After going through a few examples, I have to say, I fail to understand what the F-Bounded polymorphic brings.
To use the example from scala school (https://twitter.github.io/scala_school/advanced-types.html#fbounded)
They explain that they need some F-Bounded type so that the subclass can return the subtype. So they do something like this:
trait Container[A <: Container[A]] extends Ordered[A]
class MyContainer extends Container[MyContainer] {
def compare(that: MyContainer) = 0
}
But I don't see what is the gain of using this kind of type when you could use something like this:
trait Container[A] extends Ordered[A]
class MyContainer extends Container[MyContainer] {
def compare(other: MyContainer) = 0
}
Any explanation is very welcomed
Thanks
The advantage would come when it looks something like this:
trait Container[A <: Container[A]] extends Ordered[A] {
def clone: A
def pair: (A, A) = (clone, clone)
}
class MyContainer extends Container[MyContainer] {
def clone = new MyContainer
}
Now you get pair
for free, and you get the correct return type. Without something like this you must manually override every single method that returns the same type (lots of pointless boilerplate), or you lose specificity in your types as soon as you call a non-overridden method.

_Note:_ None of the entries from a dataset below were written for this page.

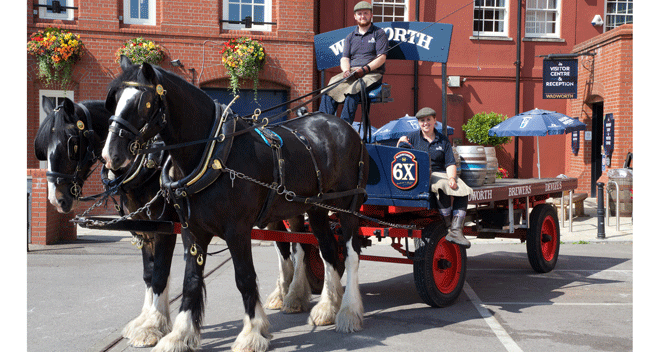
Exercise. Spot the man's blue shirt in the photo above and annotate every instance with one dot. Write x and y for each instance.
(361, 49)
(440, 150)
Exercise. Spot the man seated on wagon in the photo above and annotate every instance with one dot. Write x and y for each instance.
(364, 55)
(444, 182)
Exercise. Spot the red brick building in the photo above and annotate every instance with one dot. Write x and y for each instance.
(482, 60)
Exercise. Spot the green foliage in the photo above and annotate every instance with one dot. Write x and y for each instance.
(476, 130)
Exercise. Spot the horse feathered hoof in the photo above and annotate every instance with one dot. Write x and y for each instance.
(183, 338)
(255, 335)
(322, 314)
(275, 300)
(348, 321)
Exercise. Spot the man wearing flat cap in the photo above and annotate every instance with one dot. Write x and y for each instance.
(363, 57)
(444, 182)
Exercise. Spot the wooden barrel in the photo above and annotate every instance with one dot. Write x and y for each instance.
(473, 164)
(491, 165)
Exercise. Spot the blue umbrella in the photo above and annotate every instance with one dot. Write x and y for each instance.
(402, 126)
(536, 122)
(357, 126)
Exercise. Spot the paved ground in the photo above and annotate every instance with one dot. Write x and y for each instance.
(81, 294)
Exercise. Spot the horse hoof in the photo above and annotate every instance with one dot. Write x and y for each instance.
(348, 321)
(274, 301)
(322, 314)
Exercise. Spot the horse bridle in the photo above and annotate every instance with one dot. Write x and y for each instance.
(138, 138)
(84, 155)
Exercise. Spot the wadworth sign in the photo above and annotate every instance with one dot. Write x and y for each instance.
(560, 79)
(420, 41)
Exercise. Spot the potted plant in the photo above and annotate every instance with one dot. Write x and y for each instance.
(56, 51)
(140, 50)
(243, 58)
(476, 129)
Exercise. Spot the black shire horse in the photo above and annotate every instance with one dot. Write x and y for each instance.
(71, 139)
(72, 149)
(321, 158)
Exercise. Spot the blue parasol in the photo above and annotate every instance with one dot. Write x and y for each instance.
(536, 122)
(358, 127)
(402, 126)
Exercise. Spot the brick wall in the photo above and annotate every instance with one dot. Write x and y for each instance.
(605, 77)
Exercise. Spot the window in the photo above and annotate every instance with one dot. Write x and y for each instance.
(543, 18)
(65, 14)
(490, 18)
(139, 12)
(237, 10)
(618, 12)
(389, 10)
(57, 97)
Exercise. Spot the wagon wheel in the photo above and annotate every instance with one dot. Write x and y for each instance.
(315, 267)
(439, 267)
(543, 238)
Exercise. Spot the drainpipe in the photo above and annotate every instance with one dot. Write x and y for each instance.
(517, 63)
(416, 66)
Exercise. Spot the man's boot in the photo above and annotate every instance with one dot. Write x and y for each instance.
(447, 217)
(455, 234)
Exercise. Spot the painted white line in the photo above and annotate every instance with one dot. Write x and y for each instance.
(497, 328)
(553, 304)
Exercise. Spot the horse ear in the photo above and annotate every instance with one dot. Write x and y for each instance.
(110, 101)
(125, 62)
(69, 108)
(47, 104)
(148, 71)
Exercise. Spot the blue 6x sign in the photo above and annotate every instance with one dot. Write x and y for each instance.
(404, 170)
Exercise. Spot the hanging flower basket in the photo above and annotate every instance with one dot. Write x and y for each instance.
(56, 51)
(140, 50)
(243, 58)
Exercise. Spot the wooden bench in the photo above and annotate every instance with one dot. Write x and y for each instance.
(578, 202)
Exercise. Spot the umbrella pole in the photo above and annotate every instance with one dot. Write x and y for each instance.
(538, 161)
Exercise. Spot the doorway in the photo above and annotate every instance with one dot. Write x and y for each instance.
(597, 131)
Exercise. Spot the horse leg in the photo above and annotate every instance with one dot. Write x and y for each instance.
(299, 293)
(350, 316)
(285, 270)
(254, 336)
(147, 257)
(156, 320)
(324, 312)
(186, 332)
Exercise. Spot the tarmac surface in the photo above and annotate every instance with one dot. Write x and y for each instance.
(81, 294)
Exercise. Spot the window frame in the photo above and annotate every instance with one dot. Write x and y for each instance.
(557, 21)
(56, 94)
(389, 3)
(268, 10)
(607, 26)
(505, 20)
(68, 14)
(150, 21)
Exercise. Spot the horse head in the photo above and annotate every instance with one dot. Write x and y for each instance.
(136, 99)
(70, 145)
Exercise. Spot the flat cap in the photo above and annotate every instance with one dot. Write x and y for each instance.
(363, 5)
(424, 112)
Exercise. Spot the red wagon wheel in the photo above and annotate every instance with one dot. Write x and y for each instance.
(439, 267)
(543, 238)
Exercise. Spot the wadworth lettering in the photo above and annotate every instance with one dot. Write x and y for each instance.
(520, 191)
(477, 195)
(553, 186)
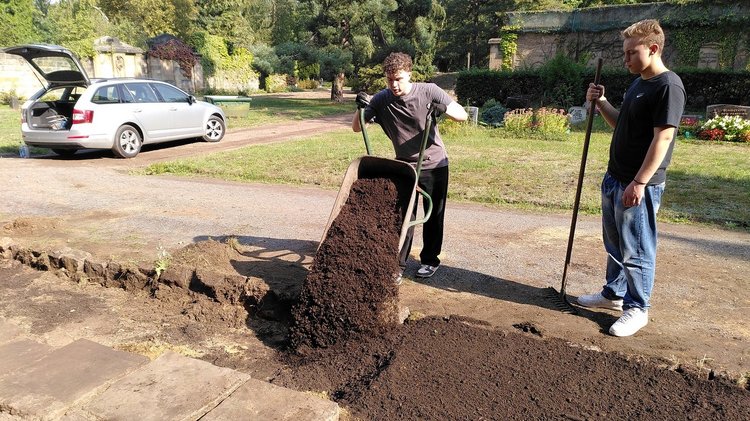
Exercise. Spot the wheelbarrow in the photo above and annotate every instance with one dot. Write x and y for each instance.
(369, 166)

In Scala you can make your type parameters constrained by a type bound. Here in your first method you are making your type parameter making upper bound with sub class of Container.
By using your 1st method you can't pass parameter in Container class which is not sub class of your Container class.
In your 2nd example you can pass parameter type instance of any class. So here your are not restricting anything while in 1st example you are restricting type sub type of Container class.